Perceptions, point of view...it's all where you are in your life. The glass half full or half empty. You know what I mean. I just needed to write about the difference between a retired teacher and an actively working teacher.
My newly retired friend and colleague, Toni, retired this past June. This was the last year I would see her in the building. We lucked out and had lunch the same time so we had a daily dose of each other. We bitched and moaned, celebrated each time Ben was accepted into a college, shared concerns about health issues with ourselves and loved ones and enjoyed a cup of tea to make us more "civilized" for the afternoon. I listened while she talked about the paperwork, anniversary dates and tying up loose ends so that she can leave like the consummate professional she has always been. I tried many times to put myself in her shoes but it was too hard. As the last days of the school year approached, I teared up a few times knowing that I will not have my friend in the building with me when I return in September. Here's the where the word perception comes to play: While we were sitting in her beautiful home, I asked her how she felt when July 4th came and went. This is her answer: "In the past, I would freak when Independence Day was over because that meant my summer is slipping away and I would have to be at work in September. Now that I'm retired, no anxiety. Everyday is a vacation day!" Can I call my good friend a bitch? Yes but it's sour grapes on my part. I'm already panicking about how much I need to do before September rolls around and it's the 3rd week of July!

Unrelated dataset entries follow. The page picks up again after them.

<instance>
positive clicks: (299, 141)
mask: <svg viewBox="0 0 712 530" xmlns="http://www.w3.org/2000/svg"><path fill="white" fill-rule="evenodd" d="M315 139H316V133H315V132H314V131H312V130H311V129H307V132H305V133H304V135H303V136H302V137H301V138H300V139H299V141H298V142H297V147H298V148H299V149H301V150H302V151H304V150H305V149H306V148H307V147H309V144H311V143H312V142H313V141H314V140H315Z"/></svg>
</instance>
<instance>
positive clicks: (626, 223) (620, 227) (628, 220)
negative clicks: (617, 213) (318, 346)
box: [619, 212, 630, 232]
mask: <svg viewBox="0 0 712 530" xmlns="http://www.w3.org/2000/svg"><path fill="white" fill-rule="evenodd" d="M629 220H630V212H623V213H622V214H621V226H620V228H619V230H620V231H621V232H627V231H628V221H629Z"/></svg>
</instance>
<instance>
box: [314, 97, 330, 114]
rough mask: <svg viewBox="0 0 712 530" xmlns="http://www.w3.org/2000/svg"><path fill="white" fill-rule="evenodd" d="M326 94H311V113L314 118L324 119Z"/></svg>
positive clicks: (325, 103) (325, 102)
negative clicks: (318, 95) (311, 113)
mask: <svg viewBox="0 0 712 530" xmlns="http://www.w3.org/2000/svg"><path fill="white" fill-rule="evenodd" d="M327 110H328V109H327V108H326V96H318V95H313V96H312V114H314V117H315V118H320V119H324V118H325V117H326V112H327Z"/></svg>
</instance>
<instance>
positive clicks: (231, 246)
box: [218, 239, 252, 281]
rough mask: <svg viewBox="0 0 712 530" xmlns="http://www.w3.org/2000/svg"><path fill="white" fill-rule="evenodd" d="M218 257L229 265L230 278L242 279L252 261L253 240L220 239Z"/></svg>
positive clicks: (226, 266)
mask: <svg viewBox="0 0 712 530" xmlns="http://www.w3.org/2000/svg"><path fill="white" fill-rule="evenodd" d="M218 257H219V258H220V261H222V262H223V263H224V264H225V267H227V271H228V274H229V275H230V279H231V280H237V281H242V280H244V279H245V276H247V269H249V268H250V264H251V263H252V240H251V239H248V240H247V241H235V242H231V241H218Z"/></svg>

On the very, very bright side, my friend Toni did the smartest thing one could do. She bought a condo in Northampton, Massachusetts. Her gorgeous place is literally a 3 minute ride from WEBS, the best yarn store in the world (as of this moment because there could be others I don't know about!) Once a year, on my son's camp's visiting day weekend, I pay my respects to WEBS and then head over to Toni's to say hi. It happened again last weekend. Neal and I drove up to WEBS. I ran through the back looking for sock yarn for Ben but I was stopped in my tracks by the lack of sock yarn. In the past I had my choice of all different manufacturers and colors. This year the pickins' were quite slim. What happened? I think the May anniversary sale happened! Good for WEBS! Good for the economy! Bad for me! Don't cry for me, fellow knitter. I walked out with yarn to make 3 pairs of socks. I have my shiny white and blue bag emblazoned with the WEBS logo. It will go into my closet (or as my mother likes to call it, my warehouse!) Am I down on WEBS? No way. I love that store. I can walk around and get lost for hours thinking what I could make with this yarn or that yarn. Toni chose a good spot to retire in. It's not that far and I can make a Toni/WEBS run when I really need to.
So I would like to congratulate my friend Toni on her retirement. May it be a very happy, healthy and long one. Congratulations on a fine career and for picking a great place to live. See you soon!